- IATA: none; ICAO: none; FAA LID: 79C;

Summary
- Airport type: Public
- Serves: Neenah
- Opened: October 1967
- Time zone: CST (UTC−06:00)
- • Summer (DST): CDT (UTC−05:00)
- Elevation AMSL: 850 ft (260 m)
- Coordinates: 44°09′36″N 088°33′34″W﻿ / ﻿44.16000°N 88.55944°W
- Website: www.brennandairport.com

Map
- 79C Location of airport in Wisconsin79C79C (the United States)

Runways
| Direction | Length |  | Surface |
| ft | m |
| 18/36 | 2,450 | 747 | Asphalt |

Statistics
- Aircraft operations (2023): 14,550
- Based aircraft (2024): 31
- Source: Federal Aviation Administration

= Brennand Airport =

Brennand Airport, is a privately owned public use airport located 4 mi southwest of the central business district of Neenah, a city in Winnebago County, Wisconsin, United States about halfway between Appleton and Oshkosh. The airport is home to EAA Chapter 41.

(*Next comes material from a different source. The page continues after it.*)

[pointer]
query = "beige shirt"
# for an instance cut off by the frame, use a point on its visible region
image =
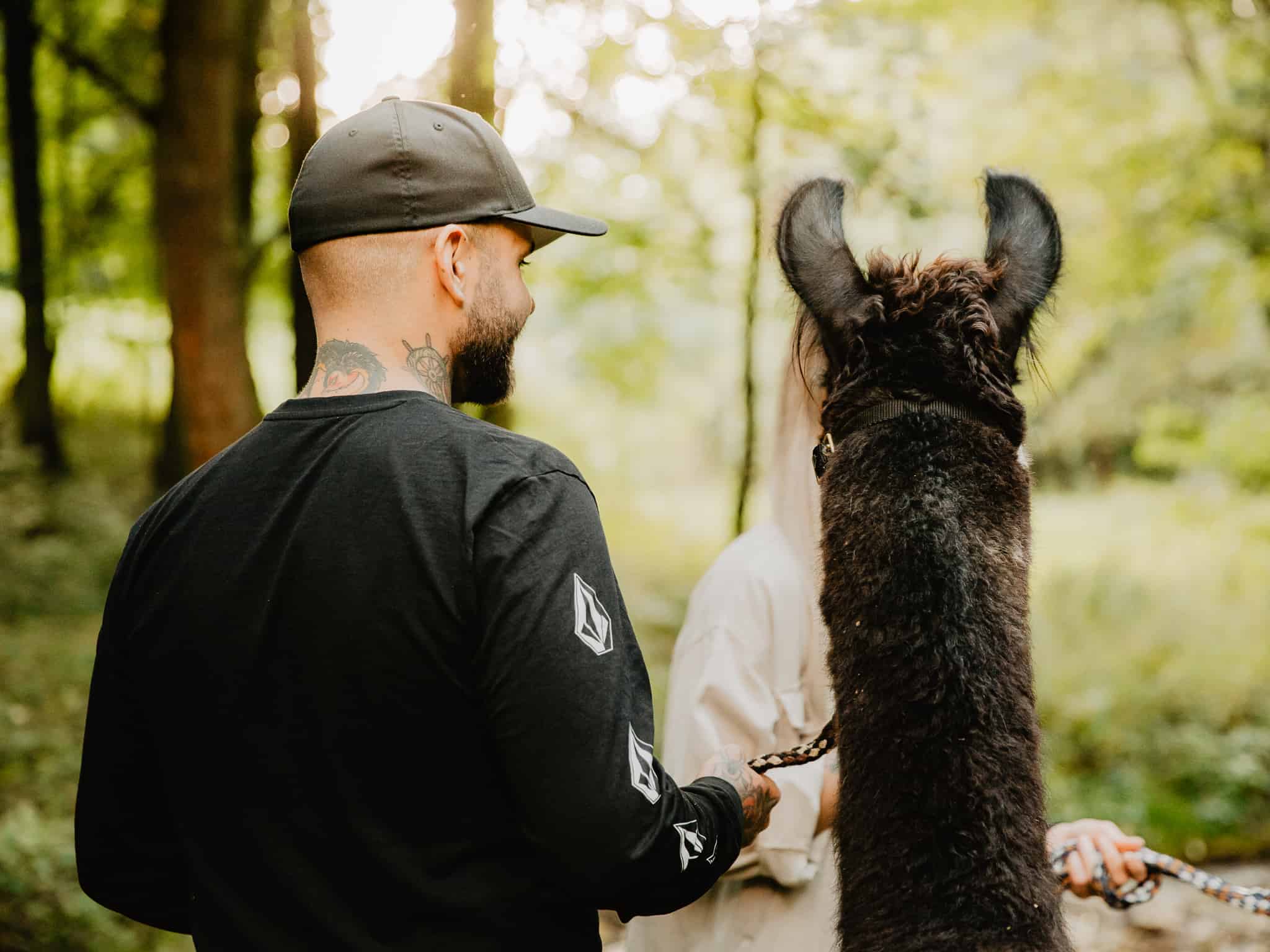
(748, 669)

Although most airports in the United States use the same three-letter location identifier for the FAA and International Air Transport Association (IATA), this airport is assigned 79C by the FAA but has no designation from the IATA.

== Facilities and aircraft ==
Brennand Airport covers an area of 25 acre at an elevation of 850 feet (259 m) above mean sea level. It has one asphalt runway: 18/36 is 2,450 by 20 feet (747 x 6 m).

For the 12-month period ending September 27, 2023, the airport had 14,550 aircraft operations, an average of 40 per day; greater than 99% general aviation and less than 1% air taxi.
In July 2024, there were 31 aircraft based at this airport: 30 single-engine and 1 helicopter.